Vielleicht kann mir jemand Tips geben: Ich suche eher düstere Italowestern mit möglichst wenig humoristischen Anteilen und mit realistisch dargestellter Gewalt (d.h. sichtbare Einschüsse). Richtung Django oder Leichen pflastern seinen Weg. Quantitativ muss der Gewaltanteil nicht unbedingt so hoch sein. Ist da unter den derzeit zu habenden Filmen was für mich dabei?

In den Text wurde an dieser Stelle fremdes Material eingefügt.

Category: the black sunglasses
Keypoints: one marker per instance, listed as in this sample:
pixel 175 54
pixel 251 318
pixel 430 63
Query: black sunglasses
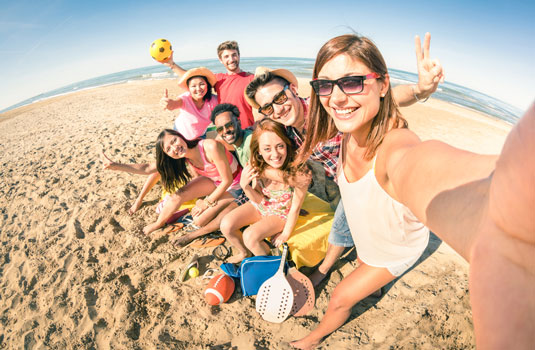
pixel 278 99
pixel 229 125
pixel 349 85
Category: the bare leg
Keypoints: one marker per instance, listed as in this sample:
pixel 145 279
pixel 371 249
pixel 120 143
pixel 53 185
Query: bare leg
pixel 255 234
pixel 198 187
pixel 152 179
pixel 333 253
pixel 355 287
pixel 230 227
pixel 221 209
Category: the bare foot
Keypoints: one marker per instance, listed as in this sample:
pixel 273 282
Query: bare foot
pixel 305 343
pixel 135 207
pixel 151 228
pixel 237 258
pixel 316 277
pixel 182 240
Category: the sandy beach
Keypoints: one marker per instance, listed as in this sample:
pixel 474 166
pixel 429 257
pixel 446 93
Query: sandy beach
pixel 77 273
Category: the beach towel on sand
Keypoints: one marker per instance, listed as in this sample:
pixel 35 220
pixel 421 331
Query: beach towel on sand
pixel 308 243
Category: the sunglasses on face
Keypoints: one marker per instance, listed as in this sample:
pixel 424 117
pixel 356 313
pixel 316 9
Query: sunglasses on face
pixel 349 85
pixel 229 125
pixel 278 99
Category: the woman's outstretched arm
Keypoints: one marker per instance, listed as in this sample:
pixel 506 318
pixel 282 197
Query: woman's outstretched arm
pixel 141 169
pixel 482 206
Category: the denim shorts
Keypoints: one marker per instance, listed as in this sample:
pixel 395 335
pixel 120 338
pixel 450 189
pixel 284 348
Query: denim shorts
pixel 239 196
pixel 340 234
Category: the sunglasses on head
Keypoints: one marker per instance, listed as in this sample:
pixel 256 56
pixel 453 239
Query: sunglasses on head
pixel 229 125
pixel 349 85
pixel 278 99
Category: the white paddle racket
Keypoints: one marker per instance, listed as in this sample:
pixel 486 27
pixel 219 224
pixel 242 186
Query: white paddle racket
pixel 275 296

Ich würde dir gerne sinnvoll auf deine Frage antworten und habe mir jetzt ca 10 Minuten den Kopf darüber zerbrochen aber deine Auswahlkriterien sind recht schwammig. Für das Wort "düster" gibts im Italowesterngenre so viele Abstufungen, dass allein zwischen Django und Leichen pflastern... auf meiner "Düsterskala" schon über 100 Filme zu finden sind. Was die Einschüsse angeht, so findet man diese bei Italowestern so gut wie gar nicht - höchstens mal ein paar aufgepinselte. Aufplatzende Schusswunden findet man fast nur in den "Spätitalowestern" wie z.B. Keoma (und auch da nur gelegentlich), da die Italiener mit diesen Effekten erst ab ca der Mitte der 70er Jahre (und anfangs auch nur sehr vereinzelt) arbeiteten.
Wenn ich jetzt mal versuche Obiges zu beachten und mir dann die kürzlich auf deutsch erschienen DVDs anschaue, würde ich folgende Filme empfehlen:

Der Mann aus Virginia (von New)
Töte Amigo

Edit: Wenn man allgemein nach guten Italowestern sucht, würde ich empfehlen nach einer Liste wie dieser hier http://www.spaghetti-western.net/forum/ ... l#msg44850
der Reihenfolge nach vorgehen und schauen welche Fassungen für einen in Frage kommen. Dass man auf ein Highlight stößt, das nicht auf dieser Liste steht ist leider sehr unwahrscheinlich. Gerade bei den in letzter Zeit als Buchboxen erschienenen Italowestern sind viele C-Gurken dabei.